Check this out -
You can use the Oracle File and FTP Adapters, which provide support for file-based triggers, to control inbound adapter endpoint activation. For information about how to use file-based triggers, see Section 184.108.40.206, "File Polling."
Using Trigger Files
By default, polling by inbound Oracle File and FTP Adapters start as soon as the endpoint is activated. However, to obtain more control over polling, you can use a file-based trigger. Once the Oracle File or FTP Adapter finds the specified trigger file in a local or remote directory, it starts polling for the files in the inbound directory.

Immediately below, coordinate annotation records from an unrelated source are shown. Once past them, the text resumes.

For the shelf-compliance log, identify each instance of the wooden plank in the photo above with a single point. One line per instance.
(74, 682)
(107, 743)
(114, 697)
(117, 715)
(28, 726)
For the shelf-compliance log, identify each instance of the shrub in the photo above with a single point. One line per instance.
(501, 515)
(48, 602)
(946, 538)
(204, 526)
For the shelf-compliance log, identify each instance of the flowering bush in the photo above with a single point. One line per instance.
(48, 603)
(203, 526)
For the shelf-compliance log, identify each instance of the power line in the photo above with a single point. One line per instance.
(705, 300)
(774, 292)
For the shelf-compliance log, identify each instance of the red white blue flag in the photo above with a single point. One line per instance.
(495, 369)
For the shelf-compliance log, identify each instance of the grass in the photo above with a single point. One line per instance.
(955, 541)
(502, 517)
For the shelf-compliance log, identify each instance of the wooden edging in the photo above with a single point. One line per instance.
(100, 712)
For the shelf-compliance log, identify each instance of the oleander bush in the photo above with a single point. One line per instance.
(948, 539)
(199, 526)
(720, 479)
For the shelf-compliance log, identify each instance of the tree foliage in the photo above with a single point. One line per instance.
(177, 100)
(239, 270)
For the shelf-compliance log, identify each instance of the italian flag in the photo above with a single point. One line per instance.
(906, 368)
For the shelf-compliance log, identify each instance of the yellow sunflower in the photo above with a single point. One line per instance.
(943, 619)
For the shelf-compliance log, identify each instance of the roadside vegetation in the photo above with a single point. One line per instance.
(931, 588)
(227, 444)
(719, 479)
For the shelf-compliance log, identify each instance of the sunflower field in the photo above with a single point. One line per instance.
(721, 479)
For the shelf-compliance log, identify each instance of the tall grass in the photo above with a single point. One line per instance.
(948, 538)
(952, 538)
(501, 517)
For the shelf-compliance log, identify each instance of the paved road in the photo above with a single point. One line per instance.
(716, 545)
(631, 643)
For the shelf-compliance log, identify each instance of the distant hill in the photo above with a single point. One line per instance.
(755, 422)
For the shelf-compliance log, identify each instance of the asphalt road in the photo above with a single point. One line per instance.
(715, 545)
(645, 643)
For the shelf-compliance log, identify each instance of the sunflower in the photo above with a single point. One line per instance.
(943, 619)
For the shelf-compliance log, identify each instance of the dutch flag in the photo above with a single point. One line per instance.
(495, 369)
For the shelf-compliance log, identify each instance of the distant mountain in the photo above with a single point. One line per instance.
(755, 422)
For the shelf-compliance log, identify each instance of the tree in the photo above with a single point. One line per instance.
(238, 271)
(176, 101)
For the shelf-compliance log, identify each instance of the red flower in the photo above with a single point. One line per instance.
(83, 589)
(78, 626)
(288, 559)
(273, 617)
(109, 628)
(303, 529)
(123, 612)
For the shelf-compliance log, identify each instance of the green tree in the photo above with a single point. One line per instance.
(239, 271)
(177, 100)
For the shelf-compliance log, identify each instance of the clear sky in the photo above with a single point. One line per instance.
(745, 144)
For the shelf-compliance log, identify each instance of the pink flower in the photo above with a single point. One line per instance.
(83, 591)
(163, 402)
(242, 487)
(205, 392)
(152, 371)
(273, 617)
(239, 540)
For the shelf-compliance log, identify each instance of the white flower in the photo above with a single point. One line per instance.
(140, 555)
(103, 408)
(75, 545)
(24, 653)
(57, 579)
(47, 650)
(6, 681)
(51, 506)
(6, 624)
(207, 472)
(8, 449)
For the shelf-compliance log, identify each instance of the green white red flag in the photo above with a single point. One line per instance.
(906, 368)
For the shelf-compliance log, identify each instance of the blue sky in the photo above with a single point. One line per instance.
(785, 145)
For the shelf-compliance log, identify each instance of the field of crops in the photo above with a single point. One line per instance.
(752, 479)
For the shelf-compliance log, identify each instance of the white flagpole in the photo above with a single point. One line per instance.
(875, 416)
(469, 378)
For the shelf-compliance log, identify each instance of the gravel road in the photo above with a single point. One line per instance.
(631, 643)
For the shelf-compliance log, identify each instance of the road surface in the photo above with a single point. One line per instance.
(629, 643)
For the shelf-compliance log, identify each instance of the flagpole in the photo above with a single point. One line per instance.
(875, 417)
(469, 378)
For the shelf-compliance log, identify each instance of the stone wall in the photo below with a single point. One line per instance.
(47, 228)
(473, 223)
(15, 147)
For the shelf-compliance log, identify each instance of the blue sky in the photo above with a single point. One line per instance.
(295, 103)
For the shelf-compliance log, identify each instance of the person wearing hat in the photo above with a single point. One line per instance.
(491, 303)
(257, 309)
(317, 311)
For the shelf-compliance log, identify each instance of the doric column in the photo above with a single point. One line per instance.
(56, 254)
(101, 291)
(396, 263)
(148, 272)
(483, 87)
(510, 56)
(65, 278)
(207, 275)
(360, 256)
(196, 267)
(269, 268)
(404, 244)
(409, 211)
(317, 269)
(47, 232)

For example, a BPEL process is writing files to a directory and a second BPEL process is polling the same directory for files. To have the second process start polling the directory only after the first process has written all the files, you can use a trigger file. You can configure the first process to create a trigger file at the end. The second process starts polling the inbound directory after it finds the trigger file.
The trigger file directory can be the same as the inbound polling directory or different from the inbound polling directory. However, if your trigger file directory and the inbound polling directory are the same, then you should ensure that the name of the trigger file is not similar to the file filter specified in the Adapter Configuration page shown in Figure 4-21.

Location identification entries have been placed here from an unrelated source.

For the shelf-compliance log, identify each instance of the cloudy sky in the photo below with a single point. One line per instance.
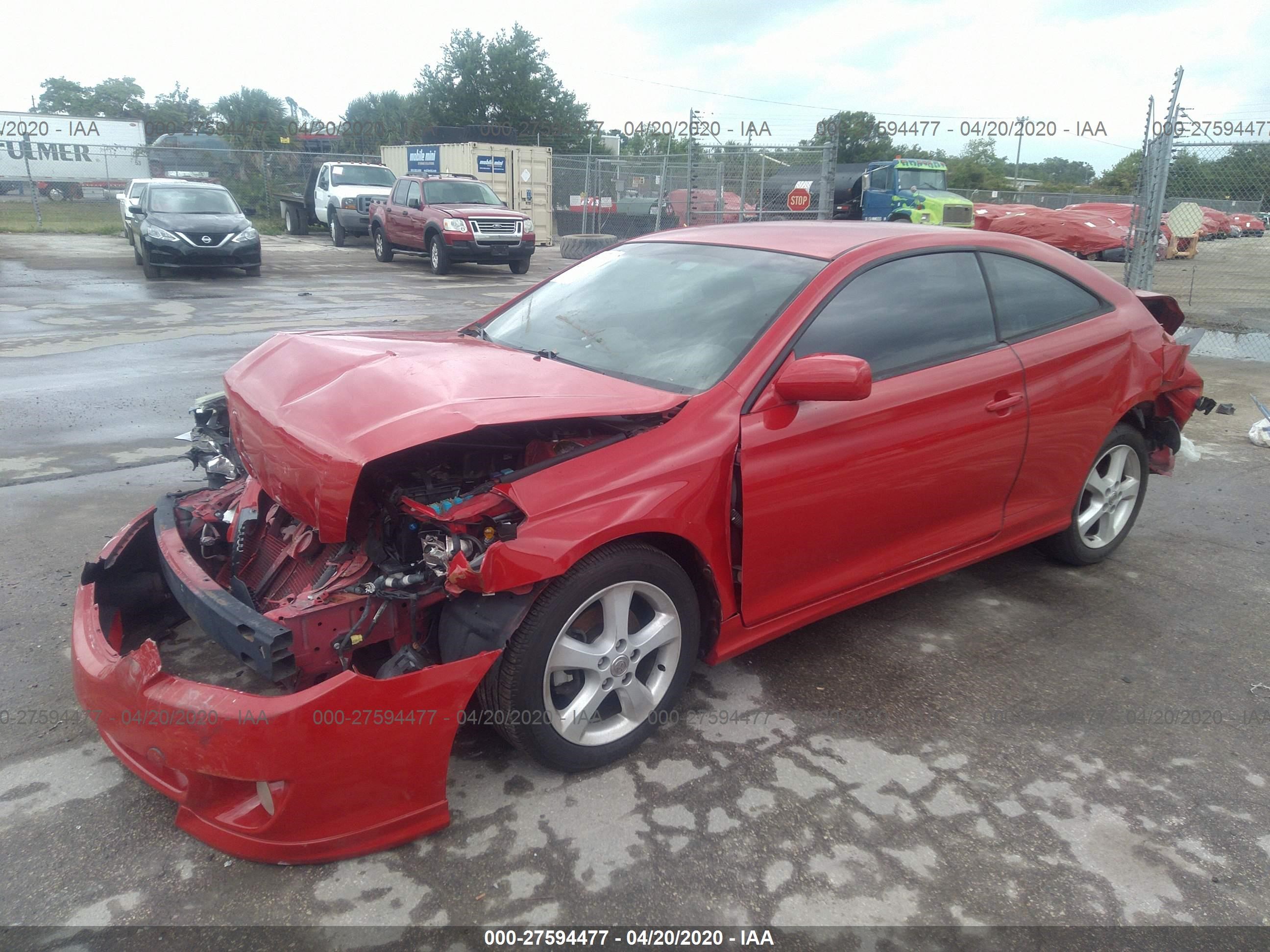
(786, 64)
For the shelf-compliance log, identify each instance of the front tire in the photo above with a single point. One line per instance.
(383, 247)
(439, 256)
(604, 653)
(1108, 504)
(151, 271)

The content of a trigger file is never read and therefore should not be used as payload for an inbound receive activity.
Inbound Adapter should not read the file unless it finds the trigger file in the folder.
Trigger file can be written once your first adapter completes the task.
Thanks for your reply.
please let me know one more thing
1) can we dynamically change the trigger file location? means from where we want to trigger our file polling.
While writing the trigger file, File adapter gives you option of both Physical and Logical Path.